NEW YORK, Dec. 17, 2008 (GLOBE NEWSWIRE) -- PIMCO High Income Fund (NYSE:PHK) and PIMCO Floating Rate Strategy Fund (NYSE:PFN) today announced that the common share dividends previously declared on October 1, 2008 and October 3, 2008, respectively, will be paid on December 17, 2008.

Accordingly, the previously declared dividends ($0.121875 and $0.098675 per common share for PHK and PFN, respectively), which were postponed on November 3, 2008 and November 7, 2008, respectively, will be paid on December 17, 2008 to shareholders of record on October 11, 2008 for PHK, and to shareholders of record on October 13, 2008 for PFN.

PHK's investment objective is to seek high current income. Capital appreciation is a secondary objective. PFN's investment objective is to seek high current income, consistent with the preservation of capital. There can be no assurance that PHK and PFN (each a "Fund" and collectively, the "Funds") will achieve their stated objectives.

Allianz Global Investors Fund Management LLC, an indirect, wholly-owned subsidiary of Allianz Global Investors of America L.P., serves as the Funds' investment manager and is a member of Munich-based Allianz Group (NYSE:AZ). Pacific Investment Management Company LLC, an Allianz Global Investors Fund Management affiliate, serves as the Funds' sub-adviser.

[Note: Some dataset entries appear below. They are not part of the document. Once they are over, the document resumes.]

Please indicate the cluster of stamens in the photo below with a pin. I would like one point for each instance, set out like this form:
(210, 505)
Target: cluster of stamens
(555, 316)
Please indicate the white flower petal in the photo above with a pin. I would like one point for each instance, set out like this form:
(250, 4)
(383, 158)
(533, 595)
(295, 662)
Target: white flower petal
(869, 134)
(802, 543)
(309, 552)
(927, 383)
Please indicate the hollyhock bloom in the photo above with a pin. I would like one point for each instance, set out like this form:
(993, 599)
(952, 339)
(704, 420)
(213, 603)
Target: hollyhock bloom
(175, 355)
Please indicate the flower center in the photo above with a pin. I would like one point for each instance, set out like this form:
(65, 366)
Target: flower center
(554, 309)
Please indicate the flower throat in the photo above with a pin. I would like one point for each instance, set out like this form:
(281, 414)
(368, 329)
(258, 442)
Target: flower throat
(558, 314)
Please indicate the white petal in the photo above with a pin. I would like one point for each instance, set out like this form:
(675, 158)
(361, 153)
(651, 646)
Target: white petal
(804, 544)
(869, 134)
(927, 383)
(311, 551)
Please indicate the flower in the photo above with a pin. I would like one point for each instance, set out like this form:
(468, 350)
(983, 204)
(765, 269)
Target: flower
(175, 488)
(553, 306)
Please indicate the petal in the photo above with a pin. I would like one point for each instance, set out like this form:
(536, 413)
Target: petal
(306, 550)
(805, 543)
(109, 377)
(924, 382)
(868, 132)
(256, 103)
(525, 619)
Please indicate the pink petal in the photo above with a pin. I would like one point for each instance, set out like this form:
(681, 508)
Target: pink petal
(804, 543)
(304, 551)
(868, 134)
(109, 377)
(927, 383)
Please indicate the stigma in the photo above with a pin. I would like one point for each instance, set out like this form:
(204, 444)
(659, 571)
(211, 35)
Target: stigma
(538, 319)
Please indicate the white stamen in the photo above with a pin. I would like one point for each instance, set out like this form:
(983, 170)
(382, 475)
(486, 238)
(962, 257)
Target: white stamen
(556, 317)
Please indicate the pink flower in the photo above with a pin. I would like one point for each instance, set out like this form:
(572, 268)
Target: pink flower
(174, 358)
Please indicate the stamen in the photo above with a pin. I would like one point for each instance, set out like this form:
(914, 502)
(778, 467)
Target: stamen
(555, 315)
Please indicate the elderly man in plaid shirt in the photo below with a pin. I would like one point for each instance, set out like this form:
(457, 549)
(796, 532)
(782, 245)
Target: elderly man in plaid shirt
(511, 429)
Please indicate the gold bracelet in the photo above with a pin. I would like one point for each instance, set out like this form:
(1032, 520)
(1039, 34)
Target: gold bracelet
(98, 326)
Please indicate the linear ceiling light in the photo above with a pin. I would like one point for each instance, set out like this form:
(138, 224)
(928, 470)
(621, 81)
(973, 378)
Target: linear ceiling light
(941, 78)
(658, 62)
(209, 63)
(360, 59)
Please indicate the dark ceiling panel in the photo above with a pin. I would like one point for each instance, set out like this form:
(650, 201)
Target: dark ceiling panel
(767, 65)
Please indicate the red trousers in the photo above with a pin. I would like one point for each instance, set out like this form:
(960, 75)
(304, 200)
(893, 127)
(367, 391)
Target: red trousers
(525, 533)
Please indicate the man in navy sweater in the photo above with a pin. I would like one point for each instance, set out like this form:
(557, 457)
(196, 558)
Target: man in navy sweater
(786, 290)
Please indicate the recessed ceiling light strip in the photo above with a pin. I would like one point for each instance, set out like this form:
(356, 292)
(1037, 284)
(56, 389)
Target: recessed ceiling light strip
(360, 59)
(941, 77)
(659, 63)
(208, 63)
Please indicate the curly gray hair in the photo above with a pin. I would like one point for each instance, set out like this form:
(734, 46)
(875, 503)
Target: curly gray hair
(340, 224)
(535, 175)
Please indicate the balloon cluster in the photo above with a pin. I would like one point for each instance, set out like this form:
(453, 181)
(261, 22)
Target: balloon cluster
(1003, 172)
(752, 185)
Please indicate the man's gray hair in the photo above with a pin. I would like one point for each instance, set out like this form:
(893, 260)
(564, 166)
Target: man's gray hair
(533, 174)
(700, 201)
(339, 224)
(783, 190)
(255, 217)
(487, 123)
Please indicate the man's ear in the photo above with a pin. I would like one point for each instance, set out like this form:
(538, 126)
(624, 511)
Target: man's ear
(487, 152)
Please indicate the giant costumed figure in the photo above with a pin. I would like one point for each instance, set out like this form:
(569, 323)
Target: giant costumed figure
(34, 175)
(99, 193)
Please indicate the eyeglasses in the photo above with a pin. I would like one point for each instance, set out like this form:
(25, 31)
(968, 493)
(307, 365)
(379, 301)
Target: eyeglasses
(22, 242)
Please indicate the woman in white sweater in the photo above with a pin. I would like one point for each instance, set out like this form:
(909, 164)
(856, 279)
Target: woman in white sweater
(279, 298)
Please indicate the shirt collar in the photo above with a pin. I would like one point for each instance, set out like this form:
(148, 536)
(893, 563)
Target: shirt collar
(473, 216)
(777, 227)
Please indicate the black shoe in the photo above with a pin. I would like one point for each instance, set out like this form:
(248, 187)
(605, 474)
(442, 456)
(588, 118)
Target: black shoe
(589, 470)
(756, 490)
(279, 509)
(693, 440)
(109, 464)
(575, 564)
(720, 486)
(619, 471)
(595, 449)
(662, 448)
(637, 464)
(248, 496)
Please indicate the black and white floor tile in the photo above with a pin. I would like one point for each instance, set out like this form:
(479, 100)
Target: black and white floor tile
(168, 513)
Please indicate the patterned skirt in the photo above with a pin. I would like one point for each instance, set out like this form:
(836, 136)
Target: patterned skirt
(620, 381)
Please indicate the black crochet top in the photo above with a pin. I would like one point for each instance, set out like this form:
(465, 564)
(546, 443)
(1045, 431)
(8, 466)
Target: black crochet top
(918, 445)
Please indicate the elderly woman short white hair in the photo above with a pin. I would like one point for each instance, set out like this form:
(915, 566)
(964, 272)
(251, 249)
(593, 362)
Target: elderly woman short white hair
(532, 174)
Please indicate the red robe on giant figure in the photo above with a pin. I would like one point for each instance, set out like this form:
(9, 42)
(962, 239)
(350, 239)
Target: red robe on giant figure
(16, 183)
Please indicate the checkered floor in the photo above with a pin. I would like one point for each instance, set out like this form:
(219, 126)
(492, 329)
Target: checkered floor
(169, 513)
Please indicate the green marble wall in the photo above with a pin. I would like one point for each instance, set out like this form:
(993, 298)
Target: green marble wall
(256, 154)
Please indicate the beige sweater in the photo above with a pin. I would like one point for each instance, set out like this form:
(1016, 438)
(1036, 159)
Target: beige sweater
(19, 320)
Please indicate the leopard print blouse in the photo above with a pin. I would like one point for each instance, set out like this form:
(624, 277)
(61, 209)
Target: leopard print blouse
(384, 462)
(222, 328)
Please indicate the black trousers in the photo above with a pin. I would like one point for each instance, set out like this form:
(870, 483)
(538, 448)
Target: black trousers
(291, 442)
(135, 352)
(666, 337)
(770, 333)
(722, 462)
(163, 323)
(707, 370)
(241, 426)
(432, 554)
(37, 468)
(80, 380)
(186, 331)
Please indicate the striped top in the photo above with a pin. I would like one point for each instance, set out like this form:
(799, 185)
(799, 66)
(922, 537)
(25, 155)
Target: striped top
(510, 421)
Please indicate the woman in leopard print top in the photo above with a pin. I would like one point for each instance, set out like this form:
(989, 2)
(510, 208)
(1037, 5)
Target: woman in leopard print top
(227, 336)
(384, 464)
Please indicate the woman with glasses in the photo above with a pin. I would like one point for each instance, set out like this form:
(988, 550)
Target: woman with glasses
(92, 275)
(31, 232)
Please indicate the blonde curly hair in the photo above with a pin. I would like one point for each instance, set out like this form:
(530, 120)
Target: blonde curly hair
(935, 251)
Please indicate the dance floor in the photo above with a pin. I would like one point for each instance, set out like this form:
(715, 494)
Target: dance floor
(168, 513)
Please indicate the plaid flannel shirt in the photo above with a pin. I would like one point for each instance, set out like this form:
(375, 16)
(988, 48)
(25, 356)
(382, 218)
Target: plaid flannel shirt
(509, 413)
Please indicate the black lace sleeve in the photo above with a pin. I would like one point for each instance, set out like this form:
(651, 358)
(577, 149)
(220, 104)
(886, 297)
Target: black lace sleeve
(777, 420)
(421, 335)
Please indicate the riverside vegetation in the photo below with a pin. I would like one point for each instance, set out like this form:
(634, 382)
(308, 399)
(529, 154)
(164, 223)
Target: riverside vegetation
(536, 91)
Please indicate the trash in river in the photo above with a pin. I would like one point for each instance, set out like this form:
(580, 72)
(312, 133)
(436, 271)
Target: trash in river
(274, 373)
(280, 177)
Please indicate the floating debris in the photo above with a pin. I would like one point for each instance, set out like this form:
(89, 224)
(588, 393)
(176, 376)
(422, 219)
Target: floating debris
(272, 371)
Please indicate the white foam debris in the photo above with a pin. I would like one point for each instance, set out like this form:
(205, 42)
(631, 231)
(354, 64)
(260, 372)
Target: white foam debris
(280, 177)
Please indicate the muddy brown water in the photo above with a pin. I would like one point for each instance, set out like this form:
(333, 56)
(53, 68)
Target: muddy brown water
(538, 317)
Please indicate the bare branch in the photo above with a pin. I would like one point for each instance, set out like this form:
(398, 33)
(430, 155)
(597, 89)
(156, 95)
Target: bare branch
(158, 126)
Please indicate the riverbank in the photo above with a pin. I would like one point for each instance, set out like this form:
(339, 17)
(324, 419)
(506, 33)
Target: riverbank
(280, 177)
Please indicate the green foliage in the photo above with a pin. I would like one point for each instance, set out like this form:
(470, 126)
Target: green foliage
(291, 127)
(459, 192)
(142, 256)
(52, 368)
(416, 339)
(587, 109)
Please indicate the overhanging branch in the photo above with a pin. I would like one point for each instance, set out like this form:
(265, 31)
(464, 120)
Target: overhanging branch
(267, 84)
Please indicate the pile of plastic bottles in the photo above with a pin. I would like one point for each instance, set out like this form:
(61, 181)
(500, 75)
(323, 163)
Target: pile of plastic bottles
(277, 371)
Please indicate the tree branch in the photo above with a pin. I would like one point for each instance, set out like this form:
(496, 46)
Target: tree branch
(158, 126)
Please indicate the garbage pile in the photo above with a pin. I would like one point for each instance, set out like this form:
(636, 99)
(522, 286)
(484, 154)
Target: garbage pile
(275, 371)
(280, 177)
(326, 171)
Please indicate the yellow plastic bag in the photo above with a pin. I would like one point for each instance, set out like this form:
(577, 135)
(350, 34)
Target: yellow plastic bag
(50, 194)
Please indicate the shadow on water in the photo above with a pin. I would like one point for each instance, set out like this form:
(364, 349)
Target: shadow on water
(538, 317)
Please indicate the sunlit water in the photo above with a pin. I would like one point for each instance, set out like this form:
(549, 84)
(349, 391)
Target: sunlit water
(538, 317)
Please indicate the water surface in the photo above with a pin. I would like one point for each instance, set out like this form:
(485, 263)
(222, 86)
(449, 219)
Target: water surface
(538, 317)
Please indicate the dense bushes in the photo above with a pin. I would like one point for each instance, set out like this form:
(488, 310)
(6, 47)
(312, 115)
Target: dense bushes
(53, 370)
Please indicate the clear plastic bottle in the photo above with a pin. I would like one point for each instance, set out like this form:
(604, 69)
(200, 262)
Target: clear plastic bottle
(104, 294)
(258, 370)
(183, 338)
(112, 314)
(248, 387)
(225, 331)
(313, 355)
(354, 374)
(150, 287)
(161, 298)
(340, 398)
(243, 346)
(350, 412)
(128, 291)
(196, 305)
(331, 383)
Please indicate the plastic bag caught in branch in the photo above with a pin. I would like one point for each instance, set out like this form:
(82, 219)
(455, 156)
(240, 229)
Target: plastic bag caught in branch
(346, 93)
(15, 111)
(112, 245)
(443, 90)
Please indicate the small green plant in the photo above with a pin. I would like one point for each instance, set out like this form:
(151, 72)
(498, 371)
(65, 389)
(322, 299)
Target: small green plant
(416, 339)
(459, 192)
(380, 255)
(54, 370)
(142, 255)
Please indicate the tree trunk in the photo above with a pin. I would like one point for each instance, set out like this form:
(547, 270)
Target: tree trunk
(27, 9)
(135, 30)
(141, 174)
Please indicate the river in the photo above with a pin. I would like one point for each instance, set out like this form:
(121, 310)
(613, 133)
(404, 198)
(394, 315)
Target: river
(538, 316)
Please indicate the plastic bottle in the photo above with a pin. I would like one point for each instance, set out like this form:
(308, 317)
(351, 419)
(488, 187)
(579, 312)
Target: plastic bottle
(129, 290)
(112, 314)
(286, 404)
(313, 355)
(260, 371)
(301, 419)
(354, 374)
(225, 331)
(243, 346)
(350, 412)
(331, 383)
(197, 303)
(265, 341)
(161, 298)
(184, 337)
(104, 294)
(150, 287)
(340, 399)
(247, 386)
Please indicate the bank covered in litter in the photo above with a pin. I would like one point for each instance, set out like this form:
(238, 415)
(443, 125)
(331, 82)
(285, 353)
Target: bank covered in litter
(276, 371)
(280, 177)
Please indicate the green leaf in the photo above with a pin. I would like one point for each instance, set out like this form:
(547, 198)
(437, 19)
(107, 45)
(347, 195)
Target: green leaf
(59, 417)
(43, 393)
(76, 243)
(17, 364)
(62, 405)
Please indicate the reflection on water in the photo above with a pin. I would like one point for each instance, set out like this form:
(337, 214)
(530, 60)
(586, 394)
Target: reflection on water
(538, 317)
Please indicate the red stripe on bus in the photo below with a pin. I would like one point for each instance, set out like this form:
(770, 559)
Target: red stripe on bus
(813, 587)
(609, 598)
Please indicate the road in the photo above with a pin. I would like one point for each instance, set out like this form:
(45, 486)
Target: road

The Funds' daily New York Stock Exchange closing prices and net asset values per share are available by calling the Funds' shareholder servicing agent at (800) 331-1710. This information, as well as updated portfolio statistics and performance, is available at http://www.allianzinvestors.com.

Statements made in this release that look forward in time involve risks and uncertainties and are forward-looking statements within the meaning of the Private Securities Litigation Reform Act of 1995. Such risks and uncertainties include, without limitation, the adverse effect from further declines in the securities markets and in the Funds' performance, a general downturn in the economy, inability to obtain leverage to replace ARPS that have been redeemed, competition from other companies, changes in government policy or regulation, inability to attract or retain key employees, inability to implement their operating strategy and/or acquisition strategy, and unforeseen costs and other effects related to legal proceedings or investigations of governmental and self-regulatory organizations. The Funds' ability to maintain leverage and to pay dividends to common shareholders is subject to the restrictions in their registration statements, By-laws and other governing documents as well as the Investment Company Act of 1940.